Because this patient was someone who had a sibling born when he was only 18 months of age, I was also able to suggest that the act he had committed was linked to his anger at his mother for making the sibling, the significance of the sibling and possibility of anger at his mother both being novel ideas to this man who was fairly naïve about psychological issues. I am again both speculating out to the frontiers of our knowledge and being mildly educational. But as I experience it, I am also laying the foundation for an ability to differentiate levels of maturity in what the patient thinks and feels, a crucial element in my arsenal for convincing patients that their unconscious contains really important things about which they know very little.

Infantile States of Mind:
I had a troubled infancy, I knew that fact long before I understood it, and it seems to have created an instinct for intuiting, as I tend to put it, “baby level difficulties” in patients. While it leaves me open to the criticism of being reductionistic or worse yet, projecting my baby stuff into my patients, I can only say again that I try not to get too attached to my own ideas and I always look for corroborating data from multiple vertices. But the key point is that the earlier back into childhood I can trace the origin of an attitude, defensive style, emotional tendency, etc. the broader its implications and explanatory value. Inextricably bound up with this recognition of what I usually refer to as “baby states of mind”, is the clarification of what an “adult” attitude or level of functioning might look like in contrast. I suggest in the beginning that the distinction is often hinted at by the intensity of emotions evoked, baby ones often being excessively intense for the situation or issue at hand, adult ones often having a more balanced quality in terms of intensity, less impulse to action, and are more likely to have constructive coping ideas more easily accessible.
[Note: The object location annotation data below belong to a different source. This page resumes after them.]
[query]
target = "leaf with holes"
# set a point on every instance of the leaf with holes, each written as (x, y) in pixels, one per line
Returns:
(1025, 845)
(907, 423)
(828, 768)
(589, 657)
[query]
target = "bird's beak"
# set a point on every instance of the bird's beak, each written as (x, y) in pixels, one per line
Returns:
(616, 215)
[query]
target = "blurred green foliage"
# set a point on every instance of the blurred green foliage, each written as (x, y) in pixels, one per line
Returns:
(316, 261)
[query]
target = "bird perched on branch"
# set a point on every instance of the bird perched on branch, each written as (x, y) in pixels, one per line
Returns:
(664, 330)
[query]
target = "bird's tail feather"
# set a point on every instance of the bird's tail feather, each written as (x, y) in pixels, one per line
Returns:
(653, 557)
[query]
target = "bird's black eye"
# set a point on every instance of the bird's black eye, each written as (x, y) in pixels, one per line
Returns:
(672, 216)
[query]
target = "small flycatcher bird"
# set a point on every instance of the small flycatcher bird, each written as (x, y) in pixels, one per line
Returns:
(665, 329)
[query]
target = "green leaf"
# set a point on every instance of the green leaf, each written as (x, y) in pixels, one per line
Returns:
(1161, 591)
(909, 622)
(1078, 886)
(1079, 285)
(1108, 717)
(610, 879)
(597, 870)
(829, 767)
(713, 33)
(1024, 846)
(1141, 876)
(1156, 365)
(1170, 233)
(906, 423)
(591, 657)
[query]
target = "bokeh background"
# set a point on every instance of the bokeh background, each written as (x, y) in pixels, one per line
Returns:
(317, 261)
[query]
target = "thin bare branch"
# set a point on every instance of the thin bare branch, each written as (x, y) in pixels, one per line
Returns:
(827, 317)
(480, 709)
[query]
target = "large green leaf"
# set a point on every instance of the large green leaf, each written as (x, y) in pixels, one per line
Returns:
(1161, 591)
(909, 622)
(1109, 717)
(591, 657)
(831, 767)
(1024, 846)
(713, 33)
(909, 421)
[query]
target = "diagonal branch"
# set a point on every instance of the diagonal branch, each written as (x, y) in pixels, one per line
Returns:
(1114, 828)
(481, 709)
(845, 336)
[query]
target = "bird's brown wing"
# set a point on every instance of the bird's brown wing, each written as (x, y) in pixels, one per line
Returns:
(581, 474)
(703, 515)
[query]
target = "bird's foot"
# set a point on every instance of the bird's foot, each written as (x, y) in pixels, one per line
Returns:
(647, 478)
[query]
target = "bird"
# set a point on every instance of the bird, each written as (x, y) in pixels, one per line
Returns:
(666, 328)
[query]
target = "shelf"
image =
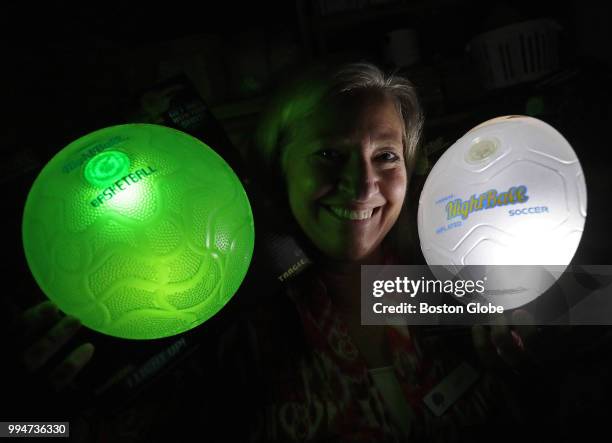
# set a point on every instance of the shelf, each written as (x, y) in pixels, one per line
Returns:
(371, 14)
(243, 108)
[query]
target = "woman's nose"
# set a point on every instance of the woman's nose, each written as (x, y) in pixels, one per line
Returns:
(358, 180)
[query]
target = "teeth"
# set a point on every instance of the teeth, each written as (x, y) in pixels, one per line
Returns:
(351, 215)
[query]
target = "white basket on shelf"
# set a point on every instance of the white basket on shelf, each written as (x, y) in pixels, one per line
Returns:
(517, 53)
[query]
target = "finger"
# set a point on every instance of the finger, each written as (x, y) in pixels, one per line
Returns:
(39, 353)
(483, 346)
(507, 349)
(39, 318)
(65, 373)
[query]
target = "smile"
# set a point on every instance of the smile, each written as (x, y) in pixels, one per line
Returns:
(347, 214)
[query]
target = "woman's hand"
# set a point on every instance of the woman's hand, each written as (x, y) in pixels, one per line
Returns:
(524, 348)
(44, 332)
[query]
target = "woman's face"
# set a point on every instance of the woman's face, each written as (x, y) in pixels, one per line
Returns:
(346, 175)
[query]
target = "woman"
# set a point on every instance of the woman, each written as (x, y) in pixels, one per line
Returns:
(340, 145)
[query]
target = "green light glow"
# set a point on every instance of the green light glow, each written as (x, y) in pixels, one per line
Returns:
(156, 247)
(106, 167)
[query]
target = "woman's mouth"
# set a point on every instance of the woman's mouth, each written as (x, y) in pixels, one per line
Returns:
(352, 215)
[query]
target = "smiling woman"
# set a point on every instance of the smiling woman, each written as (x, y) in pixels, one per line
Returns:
(337, 148)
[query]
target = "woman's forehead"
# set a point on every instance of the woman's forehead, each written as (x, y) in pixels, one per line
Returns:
(376, 115)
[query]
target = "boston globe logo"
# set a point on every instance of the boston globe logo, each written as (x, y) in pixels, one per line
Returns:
(509, 192)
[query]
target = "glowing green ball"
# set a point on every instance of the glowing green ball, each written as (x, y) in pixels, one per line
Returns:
(140, 231)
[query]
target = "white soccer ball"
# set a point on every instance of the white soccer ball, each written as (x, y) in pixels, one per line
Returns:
(509, 192)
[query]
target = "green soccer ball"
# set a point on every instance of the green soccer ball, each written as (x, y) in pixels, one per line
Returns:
(138, 230)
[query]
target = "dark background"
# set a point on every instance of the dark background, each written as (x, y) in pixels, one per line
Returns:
(71, 69)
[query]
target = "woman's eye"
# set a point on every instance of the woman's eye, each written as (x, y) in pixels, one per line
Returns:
(388, 156)
(329, 154)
There are two key elements in this differentiation that are quite beyond the scope of this paper but are crucial to my work toward an educational introduction to the patient’s unconscious. These are the vicissitudes of projective processes and unconscious envy. I view the operation of both to be among the most crucial to mental functioning at a baby level of the personality. I also view the two to be the farthest away from consciousness, and common sense access, of any important mental activities. However, once patients understand how projective processes and unconscious envy operate in daily life, they both tend to be readily embraced by most. This is especially true of envy. I cannot recall any patient who had a significant difficulty with unconscious envy ever bringing it up until I first broached the topic. But I can remember a number who made it a regular staple of their analytic diet once they truly grasped its significance in their daily reactions to people and events around them.

Projective processes are a more complicated and problematic issue for therapists, in no small part due to the confusion attendant to Melanie Klein’s monumental discovery of the importance of projective processes in mental functioning at the core of the personality, but unfortunate use of the phrase projective identification. As a colleague once said to me, when he heard I was going to teach a course on the topic, “Okay, I get the projection part but where does the identification come in?” I have abandoned the phrase although I could not practice without the concepts. I explain to patients that it is useful to imagine that the baby part of the personality treats mental and physical states of experience as if they both can be dealt with in a similar concrete fashion, roughly approximating the functioning of the digestive tract. For example, babies will often cope with physical states, especially when uncomfortable, as if they can relieve themselves of the state by pooping, peeing, spitting up, coughing, sneezing, crying, etc. In a similar fashion, they can treat states of mind as if they could be concretely put outside themselves, evacuated into the outside world. I then suggest that this process continues, even in adult daily life, at a deeply unconscious level, completely outside of conscious awareness. That it is easy to recognize and follow its consequences once the existence of its concrete operation is accepted. All one then needs is to be on the lookout for the content of the projection, the motive for the projection, and/or the imagined consequence of the projection. In fact it can be treated like an algebraic equation in which one can figure out the third element if one knows the other two elements. Any state of mind, part of self, or internal version of mom or dad, etc. can be the content. The motives often range from:

1 – The evacuation of an unwanted or even hated internal element, felt to be
uncontainable, but with no particular motive to do harm to the recipient.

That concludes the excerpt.